Honouring young mental health heroes

- August 22, 2014


The stigma surrounding mental health in young people today can create a problematic culture of silence and alienation, making it difficult for youth in need to seek help even when it is readily available to them.

One way of helping break down that culture is with a creative platform in place for young people to share their mental health experiences with each other and with mental health professionals.

The Children and Youth in Challenging Contexts Network intends to create such a platform. In honour of this year’s International Youth Day and its theme of “Youth and Mental Health,” the CYCC Network has launched its Mental Health Heroes campaign, which asks young people to submit creative projects about experiencing and/or overcoming their struggles with mental health.

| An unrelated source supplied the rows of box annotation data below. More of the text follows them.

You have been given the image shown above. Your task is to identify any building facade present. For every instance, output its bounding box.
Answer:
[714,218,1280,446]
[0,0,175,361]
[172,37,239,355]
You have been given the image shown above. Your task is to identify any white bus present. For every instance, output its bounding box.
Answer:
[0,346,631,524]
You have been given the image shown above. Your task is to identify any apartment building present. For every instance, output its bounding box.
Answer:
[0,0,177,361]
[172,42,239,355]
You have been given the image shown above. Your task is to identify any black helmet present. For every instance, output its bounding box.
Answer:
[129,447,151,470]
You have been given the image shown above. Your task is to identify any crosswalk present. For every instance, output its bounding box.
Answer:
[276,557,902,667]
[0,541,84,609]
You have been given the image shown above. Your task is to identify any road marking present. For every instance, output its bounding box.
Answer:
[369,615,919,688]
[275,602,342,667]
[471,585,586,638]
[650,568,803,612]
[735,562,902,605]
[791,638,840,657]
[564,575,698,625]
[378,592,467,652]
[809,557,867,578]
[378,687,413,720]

The campaign is fitting for the CYCC Network, since its goal is the mobilization of knowledge. The network is made up of academics, governments, community organizations, and service providers who share with each other their different forms of knowledge and experiences with youth in challenging contexts in order to improve mental health and wellbeing for at-risk youth in Canada.

Youth focused on youth

The Mental Health Heroes campaign was created by the Network’s Youth Advisory Committee, which consists of passionate individuals between the ages of 18 and 30 who are motivated to create positive change in their communities.

Emily Zinck is the coordinator of the Network’s youth advisory committee and a PhD candidate at Dalhousie studying youth involvement in research with the Dal-hosted Roméo Dallaire Child Soldiers Initiative. She emphasizes that youth are, “experts in their own experience”: nobody knows their own struggles better than they do, making their stories an asset to the CYCC Network’s efforts to share knowledge about youths’ struggles.

The campaign is accepting any sort of creative submission:— poems, collages, essays, even just a simple email — about how youths have experienced and overcome their mental health struggles. Participants remain anonymous unless they prefer to be identified.

The works will be displayed on the CYCC’s website , says Emily, with the hope of “encouraging other youth and also informing service providers, and those working in mental health. Hearing what young people say really works for them.”

According to Emily, young people often seem to think there is “some sort of shame associated with getting help, and that’s just so not true.” Getting these stories out there is pivotal in creating space for youth voices. “Their story has value,” she says. “Their experience has value. People want to hear it.”

“One of the biggest needs we have as humans is to be heard, and to share our story, she says. “Especially a story of overcoming, and I think that’s why we liked the term ‘hero.’ Because really, you are a hero, to come through a struggle like that.”